The value in a mailing list

In June of 2008 there was a small stink on the Crux mailing list, because a little program called pinentry was refusing to build. It was dragging in dependencies from the xorg group, and people using programs that depended on gnupg were suddenly drawing in a mess of X-related packages.

For most people that wouldn’t matter, but for the original author it seemed ridiculous. In that case, it was a server running ketchup, and I think I can sympathize.

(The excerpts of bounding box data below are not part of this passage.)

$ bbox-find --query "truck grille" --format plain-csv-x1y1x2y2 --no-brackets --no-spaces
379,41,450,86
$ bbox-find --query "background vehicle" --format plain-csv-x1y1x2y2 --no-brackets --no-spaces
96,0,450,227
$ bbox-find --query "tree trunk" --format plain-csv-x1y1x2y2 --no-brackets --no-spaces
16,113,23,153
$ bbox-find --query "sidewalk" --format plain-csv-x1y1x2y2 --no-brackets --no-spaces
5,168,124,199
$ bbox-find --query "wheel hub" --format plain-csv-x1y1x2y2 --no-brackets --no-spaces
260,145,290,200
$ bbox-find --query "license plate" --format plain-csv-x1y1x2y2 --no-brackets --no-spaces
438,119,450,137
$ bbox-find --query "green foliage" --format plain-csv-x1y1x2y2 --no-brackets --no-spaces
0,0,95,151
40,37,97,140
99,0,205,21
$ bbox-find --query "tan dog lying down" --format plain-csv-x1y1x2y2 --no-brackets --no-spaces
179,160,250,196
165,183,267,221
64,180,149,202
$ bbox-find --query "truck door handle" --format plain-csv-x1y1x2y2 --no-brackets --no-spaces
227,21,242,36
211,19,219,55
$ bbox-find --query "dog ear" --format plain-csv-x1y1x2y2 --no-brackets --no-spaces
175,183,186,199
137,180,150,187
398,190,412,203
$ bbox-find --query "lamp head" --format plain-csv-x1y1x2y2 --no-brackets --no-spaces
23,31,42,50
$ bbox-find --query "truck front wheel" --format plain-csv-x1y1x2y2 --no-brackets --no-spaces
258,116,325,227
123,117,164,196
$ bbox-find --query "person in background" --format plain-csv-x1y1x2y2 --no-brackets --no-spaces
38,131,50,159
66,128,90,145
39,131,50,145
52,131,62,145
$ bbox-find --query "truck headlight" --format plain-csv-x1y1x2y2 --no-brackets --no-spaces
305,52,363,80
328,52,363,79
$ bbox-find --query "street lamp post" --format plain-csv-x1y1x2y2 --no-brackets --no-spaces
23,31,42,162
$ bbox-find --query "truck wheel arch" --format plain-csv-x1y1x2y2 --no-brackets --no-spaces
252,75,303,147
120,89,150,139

Or at least, for a desktop machine running only console programs, it seems equally ridiculous.

And that’s the bracket I found myself in this evening when I wanted to install gnupg, and suddenly I lacked requisite dependences because of the trickle-down through pinentry. It bounced around in my brain for a little bit, before I said, “Wasn’t there a ruckus about this on the mailing list once … ?”

And sure enough, I rifled through my old mailing list updates, and there it was, along with a link to a divergent Pkgfile that didn’t rely on X software. And so that’s what I’m building now.

The moral of the story: Subscribe to the mailing list of your choice. Even if you never contribute to it, and even if you don’t read it in detail, it’s another valuable resource.

2 thoughts on “The value in a mailing list

  1. armornick

    I can’t help but wondering, and consequently asking, what pinentry does that requires x.org?

    I’m sorry if this is a stupid question, but I’m too lazy to google it today 😉 .

    Reply
  2. Tilman

    The pinentry package comes with GUIs written in GTK and Qt (maybe more?).
    Not sure why it doesn’t just disable them if libx11 is missing. Maybe it even does and the CRUX port just does something bad[tm].